Выпив, князь встал, поклонился.
Разин сказал, как бы вспомнив:
– Гей, князь Семен! Будешь ли стоять против нас за город?
Воевода, в дверном разрезе шатра мутнея в красном кафтане, ответил:
– Идешь на город, Степан Тимофеевич, – сам ведаешь, врагов считать не надо… Я же подумаю, как быть.
– Добро! Иди думай, да скажи Прозоровскому: «Закинь город крепить! Город казацкой, и мы его поделим на сотни».
Из сумрака за шатром Львов проговорил:
– С тобой, атаман, говорить легко, лежит к тебе сердце! С Прозоровским мой язык нем…
– Соколы! Когда возьмем город, рухледь кнажую Семена беречь и его не убить.
– Ведаем, батько, князь Семена не тронем!
Разин встал, и есаулы тоже. Всем налили ковши водки, атаман поднял свой ковш над головой:
– Бояра крест целуют, когда клянутся, мы же будем клятву держать, приложась к ковшу!
– Да здравит атаман!
– Перед боем созвал я вас, браты, на беседу, а докучать буду одно…
– Слушим!
– Сполним, атаман!
– Всяк из вас, есаулы, атаманы-молодцы, – соколы вольные, но тот, кто служит мне, кинь до поры волю! Дай волю мне!.. Ране всего не снимал я воли со своих есаулов – то было в Кизылбашах клятущих… Не сняв с есаулов воли, утерял богатырей, – так клянитесь, что воля ваша есть моя!
– Клянемся, Степан Тимофеевич!
– Клянемся, батько!
– Клянемся хоть помереть с тобой!
– Добро! Гей, бахарь, пей и ты, дид, с нами да играй!
– Чую, батюшко. А где мой ковшик! Ото дело старое, не удалое…
– Ха! Какой же ты виночерпий – иным наливал и ковш утерял? Пей коли из сапога, да вместе!
– Пошто, бог храни, бахилой пить! Эво он, неладной, нашел!
Выпив, расселись вновь. Старик забренчал домрой в углу за сундуками. Его худо было слышно, да и не слушали в говоре хмельном и выкриках.
– Чикмаз!
– Тут, батько!
– Пьем! Яранец, Федько Шелудяк! Пей, Лазарь! И ты, Черноусенко, не отстань! А где Красулин?
– Пока что у приказа дозор ведет!
– Чикмаз, завтра же заваривай дело со стрельцы… Медлить буде. Послы мои в тюрьме у царя.
– Зачнем! Перво жалованное от воеводы стребуем.

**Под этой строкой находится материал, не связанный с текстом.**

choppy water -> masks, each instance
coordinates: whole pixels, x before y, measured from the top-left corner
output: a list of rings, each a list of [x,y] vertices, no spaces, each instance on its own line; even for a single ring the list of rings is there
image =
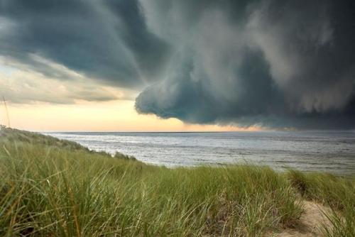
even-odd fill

– Дуже! Я же стану заводить струги в Балду-реку. Опас, что, прознав замыслы наши, на дали будут нас бить из картаульных пушек, так ближе двинемся…
– Тут тебе, батько, где ближе к городу, Каретников укажет!
Вологженин подпевал, тренькая домрой:
Полы шатра колыхнулись, из темноты, смело шагнув, вынырнула коренастая фигура казака с глубоким шрамом на лбу. Разин вскинул на казака хмельные, злые глаза.
– Тебя, куркуль, кто позвал на пир к атаману?
– Мимо тебя некуда мне, батько! Через кумыков по горам с Дона сшел…
– Как козел, лазишь по горам – то мне ведомо. Пошто самовольством сбег из Персии?
Казак не ответил, его взгляд скользнул по богатырской фигуре стрельца, глаза сверкнули радостью, двинувшись, он тронул стрельца за плечо:
– Чикмаз, друг, здорово ли живешь?! – и попятился от угрюмого взгляда приятеля.
Чикмаз, поглаживая сивую бороду, неохотно ответил:
– Живу не тужа – старого не хуже!
Атаман грузно поднялся, звякнула золотой цепью сабля.
– Говорю тебе я, пес! Ты же с речью к иному липнешь. Пошто самовольством сшел?